CBS's Bob Schieffer certainly wasn't in an Obama-loving mood Sunday.
Having asked the President's senior campaign adviser "Whatever happened to hope and change" early in the program, the Face the Nation host in a subsequent segment laughed out loud after playing a clip of Obama bragging about his accomplishments on 60 Minutes last year (video follows with transcript and commentary):
BOB SCHIEFFER, HOST: I want to play a little something for you. I think one of the lessons that probably all of us recognize is that if you-- I've wrote a book once about Ronald Reagan it came out the month that he was-- that George Bush was inaugurated. The book, I-- I think, everything in the book is accurate, but it is not entirely true, because we didn't know at that time that the Soviet Union was going to fall in. I don't give credit-- Reagan credit, total credit for that but certainly his policies had a part in it. I think you really run a risk when you start trying to judge a presidency--
MICHAEL DUFFY, TIME MAGAZINE: Too soon.
BOB SCHIEFFER: --too soon. I want to run this. This is what Barack Obama last December told Steve Kroft of 60 MINUTES. I want to get your reaction to it.
(BEGIN VIDEO CLIP)
PRESIDENT BARACK OBAMA: I would put our legislative and foreign policy accomplishments in our first two years against any President, with the possible exceptions of Johnson, FDR and Lincoln, but, you know, just in terms of what we've got and done in modern history.
(END VIDEO CLIP)
BOB SCHIEFFER: So [laughs] as incumbent Presidents often do they give themselves good reviews. Can anyone say even in the middle of a presidency this is going to be a successful or an unsuccessful presidency?

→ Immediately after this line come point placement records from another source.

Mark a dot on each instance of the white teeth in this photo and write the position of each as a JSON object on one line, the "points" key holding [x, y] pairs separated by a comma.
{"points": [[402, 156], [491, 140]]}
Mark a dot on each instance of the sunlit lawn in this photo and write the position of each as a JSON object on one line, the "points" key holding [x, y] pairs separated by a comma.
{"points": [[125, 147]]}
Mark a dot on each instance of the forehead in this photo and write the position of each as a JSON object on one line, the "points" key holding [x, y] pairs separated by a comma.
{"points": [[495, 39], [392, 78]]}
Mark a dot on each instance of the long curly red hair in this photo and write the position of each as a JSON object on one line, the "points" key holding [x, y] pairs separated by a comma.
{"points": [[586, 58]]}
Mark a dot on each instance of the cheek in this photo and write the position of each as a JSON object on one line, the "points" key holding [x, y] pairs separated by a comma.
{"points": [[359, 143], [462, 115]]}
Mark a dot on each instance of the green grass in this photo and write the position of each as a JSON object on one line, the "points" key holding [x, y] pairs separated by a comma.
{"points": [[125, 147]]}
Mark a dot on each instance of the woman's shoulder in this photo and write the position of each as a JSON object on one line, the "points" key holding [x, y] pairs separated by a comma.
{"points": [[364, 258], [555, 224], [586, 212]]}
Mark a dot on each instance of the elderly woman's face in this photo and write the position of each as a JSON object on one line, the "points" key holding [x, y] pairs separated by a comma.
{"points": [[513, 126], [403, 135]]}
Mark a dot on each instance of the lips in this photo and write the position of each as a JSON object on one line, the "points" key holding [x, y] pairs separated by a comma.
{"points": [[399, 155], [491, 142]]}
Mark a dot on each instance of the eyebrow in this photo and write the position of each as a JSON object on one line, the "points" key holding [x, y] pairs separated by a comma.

Yeah, there were plenty of Americans who thought this was pretty funny when it first aired last December.
What wasn't funny was how the clip Schieffer played Sunday wasn't included in the actual 60 Minutes broadcast.
As NewsBusters reported at the time, Obama's boastful remarks were only available at the CBS website.
Maybe it's because a lot of people at CBS besides Schieffer thought they were too hysterical to share with the television public.
Given Schieffer's on-air reaction almost six months later, can you blame them?